Which reminds me of my dad who loves forwarding stuff from his smartphone. He's set in his ways and has a mind of his own. He's really good at sharing stuff even if he doesn't believe it himself - a habit he has cultivated recently to keep up with the Jacobs and Josephs (his maternal side of the family) online. 
I find it irritating. He doesn't. "Whatsapp helps me get in touch with you, vice-versa. What happens if there is an emergency and you keep forwarding junk," I tend to chide him. He mutes the conversation as I if I don't exist.
He won't admit his addiction to the gadget nor do I raise the subject with him when I meet him during my visits to India. I've noticed he chooses a time of day - post lunch. 2pm, it is. He picks his favourite spot - the easy-chair in a corner of the room in our house that must be some centuries old - my great-great grandfather's sit-me-down antique piece.
That's his seat of power from which (shared) wisdom flows from his device, a rich legacy that he believes comes with the solid teak that he towels daily and polishes every year for that smooth finish. Enough with the chair, let me get to the gadget in his hand. So he whips out that smartphone (looks like he's settled on one brand these days), and does his thing. "Must you send those messages at the same time every day... to every individual and group you know?" I often hear mom ask him, gritting her teeth. But he carries on nevertheless. 
I messaged him some months back to stop sending me those forwards or I'd be forced to block him. "I am okay calling you. Just plain telephone calls from my landline in the UAE to yours like we did before messaging apps became the norm," I said. To which he answered, "I prefer Botiming. Download and get that thing working at your end."

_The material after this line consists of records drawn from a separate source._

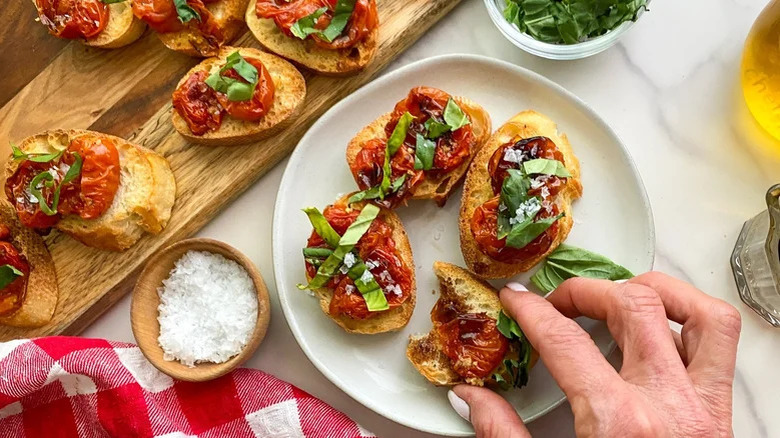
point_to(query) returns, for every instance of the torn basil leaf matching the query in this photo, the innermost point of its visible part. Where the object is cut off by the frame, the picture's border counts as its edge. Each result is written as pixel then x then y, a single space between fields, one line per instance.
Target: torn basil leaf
pixel 569 261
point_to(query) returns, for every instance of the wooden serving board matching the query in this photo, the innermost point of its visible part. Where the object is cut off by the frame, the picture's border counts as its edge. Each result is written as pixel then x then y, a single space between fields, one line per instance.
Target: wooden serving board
pixel 49 83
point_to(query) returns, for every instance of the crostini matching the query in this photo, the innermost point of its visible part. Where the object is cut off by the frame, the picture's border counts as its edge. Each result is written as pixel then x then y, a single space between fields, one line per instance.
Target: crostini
pixel 193 27
pixel 28 282
pixel 426 143
pixel 359 263
pixel 239 96
pixel 96 23
pixel 516 205
pixel 99 189
pixel 472 340
pixel 333 37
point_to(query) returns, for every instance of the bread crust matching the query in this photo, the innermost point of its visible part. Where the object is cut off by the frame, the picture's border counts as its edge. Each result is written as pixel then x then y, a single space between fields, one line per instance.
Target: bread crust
pixel 229 14
pixel 143 202
pixel 290 92
pixel 122 29
pixel 386 321
pixel 439 187
pixel 477 190
pixel 40 301
pixel 474 295
pixel 306 53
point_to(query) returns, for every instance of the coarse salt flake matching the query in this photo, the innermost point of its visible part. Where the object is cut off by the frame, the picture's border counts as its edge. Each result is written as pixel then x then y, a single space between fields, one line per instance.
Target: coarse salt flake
pixel 207 311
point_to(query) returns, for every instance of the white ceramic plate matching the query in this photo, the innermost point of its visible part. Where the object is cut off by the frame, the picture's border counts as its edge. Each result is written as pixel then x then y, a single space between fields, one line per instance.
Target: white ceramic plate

We've finally settled on more video conversations on Botim and less messaging on Whatsapp. I am thankful for the app that is a great ice-breaker that keeps the family peace and the father-son relationship on even keel despite the machinations of modern-day devices that threaten to make it sour.
Since he's the senior, dad thinks everyone else is duty-bound to read his forwards, many of which I suspect he fails to read himself. My missus, his daughter-in-law gets some specially chosen ones on how to bring up kids. Shared humour is his forte.
"Dad's funny," says the missus. So why am I feeling left out?
But last week, when I read about seniors or the elderly (I hate that definition of them) sharing more fake news than the digitally savvy youth, I was concerned about my old man's political judgements and leanings and the choices in elections people of his age could make. Being the dutiful son that I am, and a career journalist to boot, I wanted to make sure he reads and views only what is factual. 
I am worried that he is gullible and will be influenced by propaganda despite him subscribing to three newspapers. Sending links from Khaleej Times' India page is what I do now after reading the findings of the ageist survey that is unfair to senior people who vote with their feet.
According to the survey by researchers at New York and Princeton universities, 11 per cent of users older than 65 shared a hoax while only 3 per cent of users of ages 18 to 29 did the same. The study also found Facebook users who were 65 years and older shared "more than twice as many fake news articles than the next-oldest age group of 45 to 65, and nearly seven times as many fake news articles as the youngest age group (18 to 29)."
My dad and others like him, if they get to read this survey, will laugh till their sides ache. These are real natives who are conversant and conservative with the truth. That said, I have little doubt that digital, smart natives can handle the truth. But will they find the whole truth online?